Sometimes when I finish a mix that turns out really well, I like to document all my mixdown settings in a form which exists outside of Ableton. I do this because data stored only within the proprietary formats used by audio-recording software is always at hazard of being lost. Anytime there's a software update, anytime you update plugins, anytime you change PCs, there's always the very real risk that settings in old mixes might not be preserved. I have many old mixes, at this point, which I can technically still open -- but all the plugin-settings are wiped, because even if I still have copies of those plugins, these projects used older 32-bit versions of those plugs which won't work on my current system. And so, unless I'd notated the settings for those mixes somewhere, I no longer have any record of what I did in those mixes.

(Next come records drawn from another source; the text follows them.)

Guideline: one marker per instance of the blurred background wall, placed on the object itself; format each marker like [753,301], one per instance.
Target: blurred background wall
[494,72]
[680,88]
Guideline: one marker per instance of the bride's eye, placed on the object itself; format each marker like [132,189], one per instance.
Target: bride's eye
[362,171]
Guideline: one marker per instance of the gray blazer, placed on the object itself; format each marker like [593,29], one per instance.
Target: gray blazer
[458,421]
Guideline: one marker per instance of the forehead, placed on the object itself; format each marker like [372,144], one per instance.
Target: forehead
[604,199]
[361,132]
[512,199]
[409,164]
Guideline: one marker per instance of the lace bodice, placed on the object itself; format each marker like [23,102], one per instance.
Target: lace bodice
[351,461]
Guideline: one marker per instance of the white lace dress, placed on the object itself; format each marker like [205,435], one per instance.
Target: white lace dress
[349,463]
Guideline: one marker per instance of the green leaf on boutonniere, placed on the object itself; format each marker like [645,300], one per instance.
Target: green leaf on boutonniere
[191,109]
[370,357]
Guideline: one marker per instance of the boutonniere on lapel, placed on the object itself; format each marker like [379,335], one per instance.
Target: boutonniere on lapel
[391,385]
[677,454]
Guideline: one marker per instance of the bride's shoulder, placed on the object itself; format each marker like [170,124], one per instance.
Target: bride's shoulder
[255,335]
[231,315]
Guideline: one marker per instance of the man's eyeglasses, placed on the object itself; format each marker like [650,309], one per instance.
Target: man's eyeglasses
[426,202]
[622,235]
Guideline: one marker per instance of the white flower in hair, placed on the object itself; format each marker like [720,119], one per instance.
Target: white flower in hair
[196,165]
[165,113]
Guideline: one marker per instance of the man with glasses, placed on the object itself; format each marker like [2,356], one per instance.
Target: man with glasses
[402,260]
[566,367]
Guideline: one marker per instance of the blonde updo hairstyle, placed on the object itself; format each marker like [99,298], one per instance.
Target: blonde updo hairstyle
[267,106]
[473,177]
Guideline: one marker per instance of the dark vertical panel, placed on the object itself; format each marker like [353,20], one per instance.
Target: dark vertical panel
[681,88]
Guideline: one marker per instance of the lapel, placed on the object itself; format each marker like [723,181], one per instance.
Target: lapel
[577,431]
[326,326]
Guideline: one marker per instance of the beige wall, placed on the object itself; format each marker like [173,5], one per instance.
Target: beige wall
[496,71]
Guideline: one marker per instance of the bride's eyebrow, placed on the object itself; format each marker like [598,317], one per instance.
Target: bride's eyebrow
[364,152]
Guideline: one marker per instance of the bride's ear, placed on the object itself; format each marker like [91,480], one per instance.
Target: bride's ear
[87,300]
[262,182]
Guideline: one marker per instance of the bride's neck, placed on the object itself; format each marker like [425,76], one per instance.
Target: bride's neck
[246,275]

So I'm in the habit of documenting any mixes which turn out particularly well, by taking a whole lot of screenshots and making a lot of notes in plain-text files. The upside to this is that these file-formats don't rely on proprietary software to open; 20 years from now, I should still be able to take a look at these records and recall what I did on these mixes. The downside is that it takes hours to document a mix in this fashion, and it's no fun at all.
So I was happy to learn that the Ableton ALS file is really just a gzipped XML file. That means, in theory, I could finally stop documenting my mixes in this way. Since all project settings and values are recorded in the ALS file, and the ALS can be extracted into the widely-accessible XML format, then IN THEORY I should just be able to make a copy of my ALS, extract it to XML, and bam, documentation done.
But nothing in life is that easy.
Upon looking through the extracted XML from one of my recent project-files, I noticed that all the numerical values are stored within the XML using some kind of floating-point math. (Well, I'm calling it floating-point math, but all I really know for sure is that these are numbers in a decimal notation with several places behind the decimal; that reads like floating-point to me, but that description might be technically incorrect.) I guess Ableton must apply some kind of mathematical transformation, at runtime, in order to change these saved values into what I see in the program.
Having those numbers in the form in which they're stored in the XML does me no good at all.
Does anyone know how those numbers get transformed by Ableton into the actual values presented in the program? Frustratingly, I imagine there might be many different transformations applied, depending on what the value represents -- for instance, I would imagine that the value representing the panning of a track would have one kind of mathematical transformation applied, while the value representing volume would have another. And I imagine many of these transformations might be logarithmic functions, given how dB is a logarithmic scale.
Has anyone figured any of this stuff out? Is anyone aware of a reference somewhere?